Megan Starkman’s favourite love story is Pride and Prejudice. And in a dating world of chat rooms, text messages and one night stands, she wishes that the Victorian ideal of courtship was still around.

“I don’t like meeting people at clubs or bars because you can’t trust their intentions,” says Starkman, a third-year Ryerson radio and television arts student. “I like tradition, dinner and a movie, but add a twist.”

In the Victorian age, dating was structured and only worked when men followed society’s rules — however strange they would be. For example, no man would be seen in public with a woman unless he planned to marry her. But this also meant suitors had to be committed — a virtue lost in modern dating.

Stark also doesn’t think the ways people meet and date these days are as intimate and honest as they could be.

“I just wish two people could say how they really feel,” saysStarkman. “Without fearing the repercussions of breaking the rules or not playing the game.”

The game, today, is playing hard to get — men and women hide their true feelings, which can be turn-offs.

But in Victorian times, people were expected to declare their intentions. If a man fancied a woman, she could expect flowers the morning after a party. And if she received a pair of gloves from a gentleman, she wore them to church to show that the feeling was mutual.

Getting to white gloves was a challenge in itself — men used to have to be formally introduced by someone else before they could talk to a woman. Once acquainted, the couple had the chance to make small talk but not without a chaperone. The man could escort his date home with the woman’s permission, but there was never any inviting in for coffee.

Although seemingly bureaucratic, Victorian love was to be treasured because of these layers of lustful red tape. It also clearly defined gender roles.

“I like a guy who can take charge and make the first move because it shows he’s confident. I’m very independent but I’m also just a girl who wants to be able to curl up in her boyfriend’s arms and feel safe,” says Starkman. “But no one just approaches people any more and asks them out.”

Ben Lewis, a communications and culture grad student doesn’t like the rules of Victorian romance, but he also doesn’t like the idea of casual dating. He puts the blame on men. He thinks that guys need to step up their game in the romance department.

“Guys in general are lacking,” says Lewis. “I want to bring old romance back. I like it.” He dislikes the consumerism of romance and admires a friend who hand makes all gifts for his fiancé.

Former Ryerson student Abria Young disagrees that chivalry is dead. Instead, she argues it has been modernized. She has accepted modern courtship offers from people at bars and online.

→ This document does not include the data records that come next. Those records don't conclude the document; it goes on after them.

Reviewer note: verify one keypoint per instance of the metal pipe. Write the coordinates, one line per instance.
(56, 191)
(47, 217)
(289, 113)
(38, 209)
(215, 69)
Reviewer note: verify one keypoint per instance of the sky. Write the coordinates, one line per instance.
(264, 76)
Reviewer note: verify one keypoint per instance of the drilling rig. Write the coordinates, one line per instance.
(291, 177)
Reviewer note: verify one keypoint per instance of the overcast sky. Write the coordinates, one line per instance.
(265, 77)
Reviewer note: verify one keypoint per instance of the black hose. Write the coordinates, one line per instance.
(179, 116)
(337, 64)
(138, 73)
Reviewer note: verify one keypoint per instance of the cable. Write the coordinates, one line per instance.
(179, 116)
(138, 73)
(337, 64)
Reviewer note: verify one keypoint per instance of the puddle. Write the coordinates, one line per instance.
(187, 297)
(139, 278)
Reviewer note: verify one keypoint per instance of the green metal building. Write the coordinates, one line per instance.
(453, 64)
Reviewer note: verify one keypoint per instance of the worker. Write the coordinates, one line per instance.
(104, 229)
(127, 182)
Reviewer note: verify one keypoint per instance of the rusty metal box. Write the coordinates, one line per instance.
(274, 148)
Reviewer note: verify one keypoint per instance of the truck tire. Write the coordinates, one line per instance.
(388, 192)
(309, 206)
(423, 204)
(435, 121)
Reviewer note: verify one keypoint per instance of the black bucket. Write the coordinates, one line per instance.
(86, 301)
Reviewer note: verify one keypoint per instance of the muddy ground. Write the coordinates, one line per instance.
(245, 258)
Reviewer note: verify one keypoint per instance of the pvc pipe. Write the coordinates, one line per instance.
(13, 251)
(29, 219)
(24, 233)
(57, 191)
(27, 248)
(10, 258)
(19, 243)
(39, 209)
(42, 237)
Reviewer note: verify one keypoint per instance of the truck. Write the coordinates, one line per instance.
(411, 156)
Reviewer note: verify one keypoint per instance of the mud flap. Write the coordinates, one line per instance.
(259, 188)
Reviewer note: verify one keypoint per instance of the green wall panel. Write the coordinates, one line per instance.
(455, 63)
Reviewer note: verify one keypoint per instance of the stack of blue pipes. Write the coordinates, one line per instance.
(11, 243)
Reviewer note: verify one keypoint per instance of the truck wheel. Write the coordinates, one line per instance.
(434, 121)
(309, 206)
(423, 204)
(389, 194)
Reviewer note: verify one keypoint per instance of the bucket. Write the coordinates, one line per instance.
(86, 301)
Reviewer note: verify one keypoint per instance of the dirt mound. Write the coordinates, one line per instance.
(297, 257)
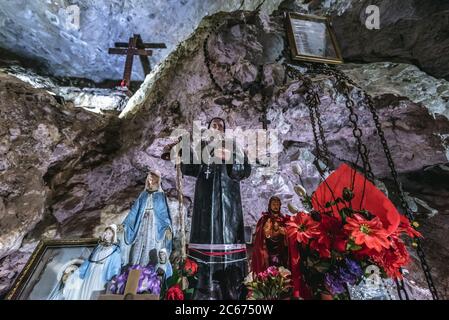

Young met her current boyfriend through a friend who read his profile on and thought he was a good catch. They began e-mailing and talking on MSN.

“We always had a kind of candid, talk-about-anything kind of relationship. And then it just progressed and progressed and I thought, ‘maybe I’ll go meet him,’” says Young. “And then I did and it was great.”

She says meeting someone and developing a relationship online is better than the Victorians’ uptight rules.

“On Lavalife you can send smiles for free. Then there is also instant messaging you pay for and to chat and talk to as many people you want during the time,” Young says.

But while everyone has their own idea of romance, the traditional form of dating is still the preferred method of finding love for Starkman.

“I think old romance isn’t lost, it’s just been overlooked,” says Starkman.

“You don’t have to buy a girl flowers but the idea shouldn’t be pushed aside just because it’s cliché or cheesy.”